There might be a tipping point when intrinsic failure outweighs the good that will come of it, but I don’t think so. I don’t have anything to back this up except for experience and mental exercises, but I believe that the more you allow intrinsic failure to happen, the more success will come of it. Then, successes will far outweigh the failures (which is a characteristic of intrinsic failure). But if we are not trying to learn from our failures, then it isn’t Intrinsic failure, it is Pandemic.
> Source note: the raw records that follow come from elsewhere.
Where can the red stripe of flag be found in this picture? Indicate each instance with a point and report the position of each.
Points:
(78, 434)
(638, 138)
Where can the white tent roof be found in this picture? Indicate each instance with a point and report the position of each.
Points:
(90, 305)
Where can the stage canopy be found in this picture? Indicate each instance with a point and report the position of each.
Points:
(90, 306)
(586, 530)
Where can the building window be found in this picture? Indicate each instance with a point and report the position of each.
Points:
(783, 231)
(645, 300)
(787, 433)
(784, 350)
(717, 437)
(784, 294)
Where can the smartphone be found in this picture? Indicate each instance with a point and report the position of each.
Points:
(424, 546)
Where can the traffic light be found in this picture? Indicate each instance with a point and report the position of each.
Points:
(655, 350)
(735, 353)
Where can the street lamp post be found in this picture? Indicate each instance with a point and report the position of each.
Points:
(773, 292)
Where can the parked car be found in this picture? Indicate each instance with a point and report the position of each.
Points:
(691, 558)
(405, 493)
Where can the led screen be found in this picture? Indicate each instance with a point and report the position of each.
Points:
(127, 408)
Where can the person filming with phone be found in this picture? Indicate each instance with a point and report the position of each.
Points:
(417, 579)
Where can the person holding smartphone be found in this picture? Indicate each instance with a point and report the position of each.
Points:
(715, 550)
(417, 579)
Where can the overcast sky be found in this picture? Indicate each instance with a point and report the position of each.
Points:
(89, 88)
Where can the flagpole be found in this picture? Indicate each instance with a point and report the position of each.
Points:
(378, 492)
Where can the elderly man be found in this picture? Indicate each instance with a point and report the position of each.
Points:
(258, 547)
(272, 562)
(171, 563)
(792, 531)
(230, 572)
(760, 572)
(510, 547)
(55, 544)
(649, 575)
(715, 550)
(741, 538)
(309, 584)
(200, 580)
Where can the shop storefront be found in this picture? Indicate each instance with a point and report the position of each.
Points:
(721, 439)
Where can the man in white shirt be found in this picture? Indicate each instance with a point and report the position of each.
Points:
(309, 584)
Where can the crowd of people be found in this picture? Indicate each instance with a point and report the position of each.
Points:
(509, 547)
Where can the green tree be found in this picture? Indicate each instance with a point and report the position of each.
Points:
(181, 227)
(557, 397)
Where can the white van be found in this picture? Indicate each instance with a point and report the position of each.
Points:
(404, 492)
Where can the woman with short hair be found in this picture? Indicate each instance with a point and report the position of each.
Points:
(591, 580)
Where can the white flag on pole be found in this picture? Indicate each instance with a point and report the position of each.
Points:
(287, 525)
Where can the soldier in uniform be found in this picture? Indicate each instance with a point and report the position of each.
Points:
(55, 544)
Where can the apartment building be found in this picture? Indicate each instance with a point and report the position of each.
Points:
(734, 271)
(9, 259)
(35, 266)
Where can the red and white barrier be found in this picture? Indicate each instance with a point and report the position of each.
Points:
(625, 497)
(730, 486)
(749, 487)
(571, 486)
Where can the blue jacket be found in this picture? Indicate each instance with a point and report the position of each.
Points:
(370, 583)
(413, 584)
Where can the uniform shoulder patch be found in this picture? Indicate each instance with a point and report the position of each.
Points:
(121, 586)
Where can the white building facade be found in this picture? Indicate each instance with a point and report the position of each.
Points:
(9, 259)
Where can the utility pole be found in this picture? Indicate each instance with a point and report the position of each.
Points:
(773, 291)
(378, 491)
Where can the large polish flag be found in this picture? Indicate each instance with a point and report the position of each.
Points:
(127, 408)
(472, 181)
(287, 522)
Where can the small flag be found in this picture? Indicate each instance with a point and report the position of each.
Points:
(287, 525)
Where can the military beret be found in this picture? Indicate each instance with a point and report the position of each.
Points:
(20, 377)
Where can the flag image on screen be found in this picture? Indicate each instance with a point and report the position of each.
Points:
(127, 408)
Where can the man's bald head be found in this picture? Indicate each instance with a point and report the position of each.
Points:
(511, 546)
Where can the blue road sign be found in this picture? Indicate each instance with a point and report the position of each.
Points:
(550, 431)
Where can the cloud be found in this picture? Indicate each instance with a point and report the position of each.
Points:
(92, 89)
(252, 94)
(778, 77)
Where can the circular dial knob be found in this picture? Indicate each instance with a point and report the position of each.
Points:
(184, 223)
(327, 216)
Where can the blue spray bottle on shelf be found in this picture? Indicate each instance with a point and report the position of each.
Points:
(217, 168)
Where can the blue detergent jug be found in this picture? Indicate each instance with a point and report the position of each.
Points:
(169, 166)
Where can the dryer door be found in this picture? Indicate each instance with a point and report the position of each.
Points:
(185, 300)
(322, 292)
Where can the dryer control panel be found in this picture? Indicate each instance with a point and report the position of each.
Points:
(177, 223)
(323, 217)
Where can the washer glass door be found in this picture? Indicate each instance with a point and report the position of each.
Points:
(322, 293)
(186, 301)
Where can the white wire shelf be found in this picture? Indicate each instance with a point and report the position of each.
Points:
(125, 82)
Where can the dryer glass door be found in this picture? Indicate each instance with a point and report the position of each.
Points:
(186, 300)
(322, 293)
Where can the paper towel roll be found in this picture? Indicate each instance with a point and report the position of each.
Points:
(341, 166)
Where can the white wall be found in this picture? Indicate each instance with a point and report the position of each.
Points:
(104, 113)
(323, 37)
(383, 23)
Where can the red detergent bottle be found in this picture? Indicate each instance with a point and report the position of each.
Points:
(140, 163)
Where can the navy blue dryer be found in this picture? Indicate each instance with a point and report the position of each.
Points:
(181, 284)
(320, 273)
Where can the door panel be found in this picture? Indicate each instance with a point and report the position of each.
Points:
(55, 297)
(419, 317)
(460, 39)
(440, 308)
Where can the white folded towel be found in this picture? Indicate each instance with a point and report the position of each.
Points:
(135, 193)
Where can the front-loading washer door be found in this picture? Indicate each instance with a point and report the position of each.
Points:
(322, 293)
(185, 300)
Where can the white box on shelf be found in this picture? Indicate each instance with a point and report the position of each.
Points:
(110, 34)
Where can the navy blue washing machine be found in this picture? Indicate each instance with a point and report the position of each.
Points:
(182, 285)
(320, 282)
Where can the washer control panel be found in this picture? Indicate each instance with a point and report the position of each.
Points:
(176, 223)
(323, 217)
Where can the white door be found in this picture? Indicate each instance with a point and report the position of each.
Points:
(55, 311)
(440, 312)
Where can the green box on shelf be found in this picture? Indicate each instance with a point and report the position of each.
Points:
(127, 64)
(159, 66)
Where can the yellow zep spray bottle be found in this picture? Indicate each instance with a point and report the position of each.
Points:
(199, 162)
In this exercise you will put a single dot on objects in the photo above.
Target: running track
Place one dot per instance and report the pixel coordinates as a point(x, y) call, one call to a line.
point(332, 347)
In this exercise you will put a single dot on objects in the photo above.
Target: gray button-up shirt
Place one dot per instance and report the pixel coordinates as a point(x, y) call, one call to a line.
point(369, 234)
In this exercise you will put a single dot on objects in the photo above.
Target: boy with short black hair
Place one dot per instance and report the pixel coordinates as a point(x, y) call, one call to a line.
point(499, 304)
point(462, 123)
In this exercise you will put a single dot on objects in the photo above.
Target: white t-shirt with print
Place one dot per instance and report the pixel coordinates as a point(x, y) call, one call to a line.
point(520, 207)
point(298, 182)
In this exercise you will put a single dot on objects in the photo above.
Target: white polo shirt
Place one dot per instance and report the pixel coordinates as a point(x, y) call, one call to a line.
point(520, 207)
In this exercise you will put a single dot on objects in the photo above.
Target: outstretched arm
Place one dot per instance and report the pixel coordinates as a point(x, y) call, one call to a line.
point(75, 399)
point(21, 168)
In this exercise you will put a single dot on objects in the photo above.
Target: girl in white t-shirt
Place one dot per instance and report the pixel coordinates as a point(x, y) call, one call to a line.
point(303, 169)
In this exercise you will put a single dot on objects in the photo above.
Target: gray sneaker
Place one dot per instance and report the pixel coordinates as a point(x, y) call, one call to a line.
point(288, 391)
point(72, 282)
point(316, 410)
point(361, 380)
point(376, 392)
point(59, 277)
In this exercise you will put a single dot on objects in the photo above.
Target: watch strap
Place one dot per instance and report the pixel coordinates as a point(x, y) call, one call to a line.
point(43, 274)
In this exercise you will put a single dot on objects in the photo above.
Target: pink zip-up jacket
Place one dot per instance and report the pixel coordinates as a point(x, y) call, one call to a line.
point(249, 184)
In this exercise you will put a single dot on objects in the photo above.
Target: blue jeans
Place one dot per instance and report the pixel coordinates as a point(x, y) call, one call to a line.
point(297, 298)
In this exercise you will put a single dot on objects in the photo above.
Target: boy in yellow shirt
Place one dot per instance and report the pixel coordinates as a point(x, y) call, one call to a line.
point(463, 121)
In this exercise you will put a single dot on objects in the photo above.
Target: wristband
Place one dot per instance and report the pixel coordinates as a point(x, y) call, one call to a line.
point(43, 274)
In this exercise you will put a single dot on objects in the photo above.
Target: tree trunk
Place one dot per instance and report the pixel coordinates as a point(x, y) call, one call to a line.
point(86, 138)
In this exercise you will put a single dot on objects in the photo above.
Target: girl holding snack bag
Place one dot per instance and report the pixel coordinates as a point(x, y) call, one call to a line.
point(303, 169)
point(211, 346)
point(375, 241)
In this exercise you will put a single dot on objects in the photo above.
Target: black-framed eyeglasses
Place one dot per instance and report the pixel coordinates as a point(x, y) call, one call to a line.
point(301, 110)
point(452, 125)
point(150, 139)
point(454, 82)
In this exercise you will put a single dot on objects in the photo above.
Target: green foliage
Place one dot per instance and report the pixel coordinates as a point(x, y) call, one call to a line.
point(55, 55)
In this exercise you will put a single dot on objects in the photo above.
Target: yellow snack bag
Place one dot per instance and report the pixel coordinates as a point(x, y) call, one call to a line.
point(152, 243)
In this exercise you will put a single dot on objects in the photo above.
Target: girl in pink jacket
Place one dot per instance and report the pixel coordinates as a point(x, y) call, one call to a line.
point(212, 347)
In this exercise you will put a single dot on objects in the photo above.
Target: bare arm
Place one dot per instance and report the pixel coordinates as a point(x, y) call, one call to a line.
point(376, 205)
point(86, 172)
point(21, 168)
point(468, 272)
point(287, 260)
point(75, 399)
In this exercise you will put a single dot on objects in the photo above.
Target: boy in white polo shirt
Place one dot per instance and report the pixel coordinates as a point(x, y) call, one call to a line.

If people take advantage and recklessly abuse the trust to fail and do so without learning, it ceases to be intrinsic failure and instead becomes a fourth type of failure, Apathetic Failure (I’ll write about this later).
My Challenge To You: Evaluate your workplace, your home life, your other activities for the level of trust and see how it correlates to the amount of Intrinsic Failure. Also, try to turn other types of failure into Intrinsic Failure.